Because we might need to test different types of data (categorical? quantitative?), we might have different purpose of testing (testing for mean? proportion?), the data we have might have a different distribution, we might only have limited attributes of our data……Hence, how to choose a suitable testing method is another crucial work.

In this case, since we are interested in testing the mean value, also, I assume our population data is normally distributed with known population standard deviation (σ). Based on our condition, we choose the z-test for this case.
** Please refer to the assumptions of different kinds of statistical test if you are interested in when to use each statistical test.**

Okay, so now we have our test statistic. we know how far away our test statistic is from the expected value when the null hypothesis is true. Then, what we really want to know is: how likely (probability) we get this sample data if the null hypothesis is true?

To answer this question, we need to calculate the probability. As you know, the probability between one point to the other point is the area under our sampling distribution curve between these two points.

So here, we do not calculate the probability of a specific point; instead, we calculate the probability from our test statistic point to infinite — indicates the cumulative probability of all the points which farther away from our test statistic (also farther away from the expected test statistic).

This cumulative probability is our p-value.

You might wonder why we don’t calculate the probability of the specific test statistic (one point).

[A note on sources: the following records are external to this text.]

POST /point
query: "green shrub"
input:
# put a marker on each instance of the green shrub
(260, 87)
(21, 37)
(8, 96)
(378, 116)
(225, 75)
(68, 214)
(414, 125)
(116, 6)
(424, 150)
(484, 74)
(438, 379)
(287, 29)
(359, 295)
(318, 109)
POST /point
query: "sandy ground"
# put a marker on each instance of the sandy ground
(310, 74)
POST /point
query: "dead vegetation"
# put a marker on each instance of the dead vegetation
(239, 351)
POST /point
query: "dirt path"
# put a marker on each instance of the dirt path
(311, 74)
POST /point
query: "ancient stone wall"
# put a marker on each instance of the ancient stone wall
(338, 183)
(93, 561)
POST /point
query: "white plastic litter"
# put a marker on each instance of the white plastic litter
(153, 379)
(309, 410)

Here are two possible explanations I found in this post:

(1) Mathematically, the probability of a specific point on the probability curve is zero. To calculate the probability, we need to calculate the area under the curve.

(2) To decide whether we should reject the null hypothesis, we use p-value compare to the significant level. since the significant level is the cumulative probability, we need to use the same format to compare two of them. Hence, the p-value should also be a cumulative probability. (I’ll introduce siginificant level later)

p-value definition:
“ The p-value is the probability of obtaining test results at least as extreme as the results actually observed, under the assumption that the null hypothesis is correct.” — Wikipedia

Wonderful! We just explained all the parts of the p-value definition!

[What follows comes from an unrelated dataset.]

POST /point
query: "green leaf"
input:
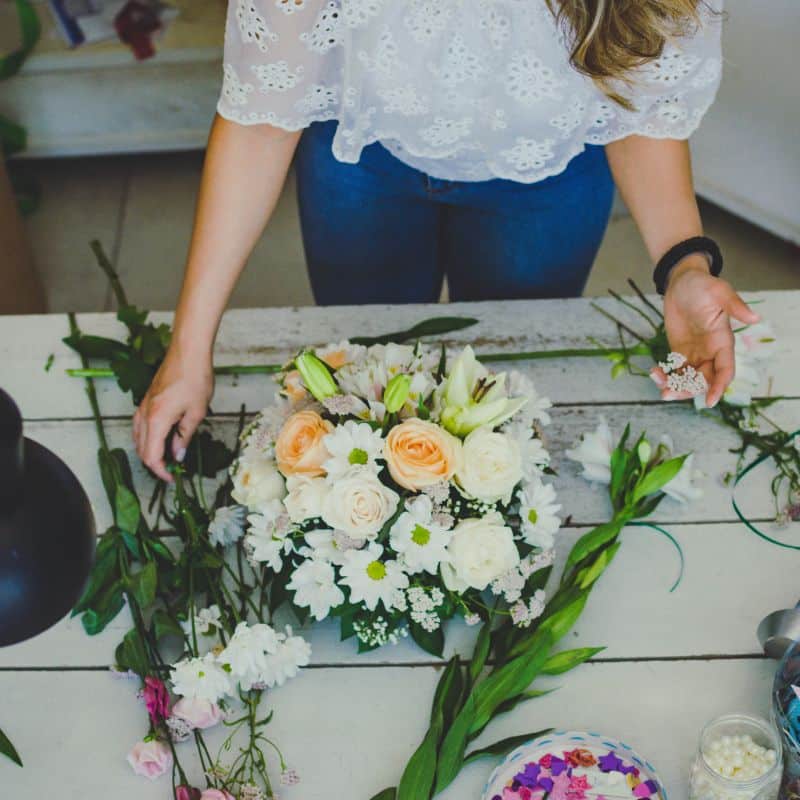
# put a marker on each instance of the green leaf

Let’s calculate the p-value in our case. As I mentioned before, the best thing to use the test statistic is that statisticians already understand the attributes of the sampling distribution. So we could just look up the z-table, or use any statistical software to help us get the p-value.

In our case, we have p-value equals 0.0062 (0.62%).

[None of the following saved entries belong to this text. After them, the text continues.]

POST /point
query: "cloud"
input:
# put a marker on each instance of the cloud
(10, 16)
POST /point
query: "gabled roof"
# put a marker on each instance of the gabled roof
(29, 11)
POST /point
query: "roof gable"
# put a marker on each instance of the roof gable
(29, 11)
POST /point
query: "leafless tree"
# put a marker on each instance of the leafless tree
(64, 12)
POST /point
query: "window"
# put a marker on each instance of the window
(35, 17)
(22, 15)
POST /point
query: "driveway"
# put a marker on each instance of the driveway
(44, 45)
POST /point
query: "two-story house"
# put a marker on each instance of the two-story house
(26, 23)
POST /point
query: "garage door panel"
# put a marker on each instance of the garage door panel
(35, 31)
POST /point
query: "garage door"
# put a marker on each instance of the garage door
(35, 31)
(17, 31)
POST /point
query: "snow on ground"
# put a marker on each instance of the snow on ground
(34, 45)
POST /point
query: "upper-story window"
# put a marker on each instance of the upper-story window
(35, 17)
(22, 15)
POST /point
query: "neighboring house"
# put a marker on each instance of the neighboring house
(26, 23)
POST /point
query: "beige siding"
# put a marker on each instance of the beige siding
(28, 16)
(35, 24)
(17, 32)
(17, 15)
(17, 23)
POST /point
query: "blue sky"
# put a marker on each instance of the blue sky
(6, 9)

Please note that we are doing the one-tail test in our case. That is, we only consider one direction for calculating “extreme” probability in the distribution. Since our alternative hypothesis (H1) is set up as “mean value less than 500g”, we only care about the value that less than our test statistics (left-hand side).

We can identify which tail we should focus on based on our alternative hypothesis. If the alternative hypothesis includes:
(1) interested attribute less than (<) expected value: focus on left-tailed
(2) interested attribute greater than (>) expected value: focus on right-tailed
(3) interested attribute not equal to (≠) expected value: focus on two-tailed

Notes:
interested attribute- mean, proportion…(In our case is mean value)
expected value- specific number…(In our case is 500g)

Now, we have p-value = 0.0062. Hmm… it is a small number…but what does this mean?

This means, under the condition that our null hypothesis is true (population mean really equals 500g), if we sampling from this population distribution 1000 times, we will have 6.2 times chance to get this sample data (sample mean = 485g) or other samples with sample mean less than 485g.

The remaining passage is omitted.